Стоило только тронуться с места…
– Да уж, брат, не говори мне, будто все тебя очень
уважают и любят. – Фраерман разогнул колени и принялся отряхивать
трёхтысячедолларовые штаны. После чего покаянно добавил: – А ведь наша милиция
и вправду нас бережёт…
Вскоре во дворе поднялась тревожная суета. Приехала «Газель»
из дежурной части РУВД, прибыл, задыхаясь, участковый, неспешно подкатил
«Апельсин». Действо развивалось по нарастающей. Милиция приступила к оцеплению,
сапёры держали совет, гневно орал, взывал к Конституции эвакуируемый с помойки
бомж… На шум стала было собираться общественность, но милиция рассказала в
мегафон об опасности взрыва, и общественность быстренько поредела.

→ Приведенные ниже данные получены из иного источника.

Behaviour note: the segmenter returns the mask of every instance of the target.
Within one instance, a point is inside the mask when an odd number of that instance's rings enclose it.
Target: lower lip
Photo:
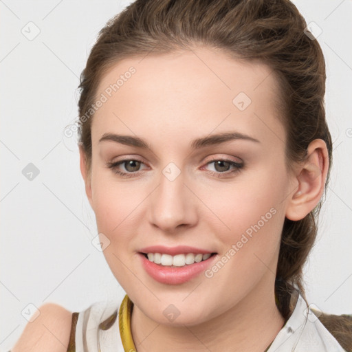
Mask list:
[[[184,267],[168,267],[155,264],[148,261],[144,254],[139,253],[142,263],[146,272],[155,280],[168,285],[179,285],[196,277],[210,265],[217,254],[211,256],[206,261]]]

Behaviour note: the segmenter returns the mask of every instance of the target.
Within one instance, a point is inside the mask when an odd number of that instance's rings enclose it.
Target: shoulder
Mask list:
[[[45,303],[38,310],[40,314],[27,323],[11,352],[66,352],[72,313],[55,303]]]

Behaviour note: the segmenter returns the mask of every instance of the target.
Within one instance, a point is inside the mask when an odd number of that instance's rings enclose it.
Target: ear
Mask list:
[[[314,140],[308,146],[305,162],[295,173],[296,189],[287,202],[287,219],[301,220],[318,205],[324,192],[328,169],[327,144],[321,139]]]
[[[82,177],[85,181],[85,192],[87,195],[87,197],[89,201],[91,206],[93,208],[93,201],[91,199],[91,175],[88,175],[87,170],[87,155],[85,152],[83,151],[82,146],[80,146],[80,173],[82,174]]]

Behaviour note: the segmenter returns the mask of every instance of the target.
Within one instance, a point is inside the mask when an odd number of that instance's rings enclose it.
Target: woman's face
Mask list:
[[[102,77],[87,195],[112,272],[155,321],[206,322],[273,294],[294,190],[278,91],[265,65],[204,47],[125,59]],[[168,254],[165,265],[146,252]]]

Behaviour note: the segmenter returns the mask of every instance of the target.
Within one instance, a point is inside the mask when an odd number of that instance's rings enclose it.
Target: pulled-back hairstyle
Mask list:
[[[258,60],[272,69],[280,87],[278,118],[286,131],[287,166],[289,168],[303,161],[309,143],[321,138],[329,162],[326,191],[332,142],[324,104],[325,63],[320,46],[307,35],[306,28],[304,18],[289,0],[137,0],[130,4],[100,30],[80,77],[78,136],[88,173],[94,114],[87,118],[87,111],[96,101],[102,76],[124,58],[170,54],[200,45],[234,58]],[[322,200],[301,220],[285,219],[275,294],[285,319],[292,311],[297,292],[305,299],[302,268],[316,239],[321,206]],[[327,314],[320,316],[334,336],[340,330],[336,316],[333,320]],[[344,348],[352,349],[351,330],[349,336],[345,331],[339,336]]]

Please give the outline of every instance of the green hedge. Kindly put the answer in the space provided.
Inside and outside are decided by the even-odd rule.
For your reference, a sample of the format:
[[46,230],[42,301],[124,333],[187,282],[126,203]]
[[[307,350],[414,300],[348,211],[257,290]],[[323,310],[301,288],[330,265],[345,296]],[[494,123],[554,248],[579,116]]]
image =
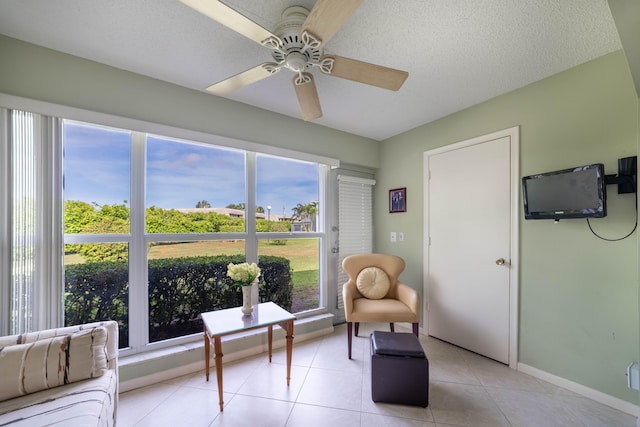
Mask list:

– Мотя, ты, может, переставишь его? – посмотрел
Наливайко на шестисотый «Мерседес», припаркованный в прямой видимости от
помойки. – А ну как и вправду жахнет? Жаль ведь, не «УАЗ»… Впрочем,
«Уазика» тоже ох жалко…
– Ключи, Вась, остались в пальто, в лом ходить. –
Фраерман зевнул, посмотрел на милицию, геройски сражающуюся с бомжом. – И
вообще, что-то мне не нравится звук двигателя… Хочу что-нибудь поспортивнее,
помодерновее, «бээмвуху» например…
В это время бомжа наконец-таки победили, спецы приступили к
обезвреживанию, а из парадной вышла Тамара Павловна с Шерханом на поводке.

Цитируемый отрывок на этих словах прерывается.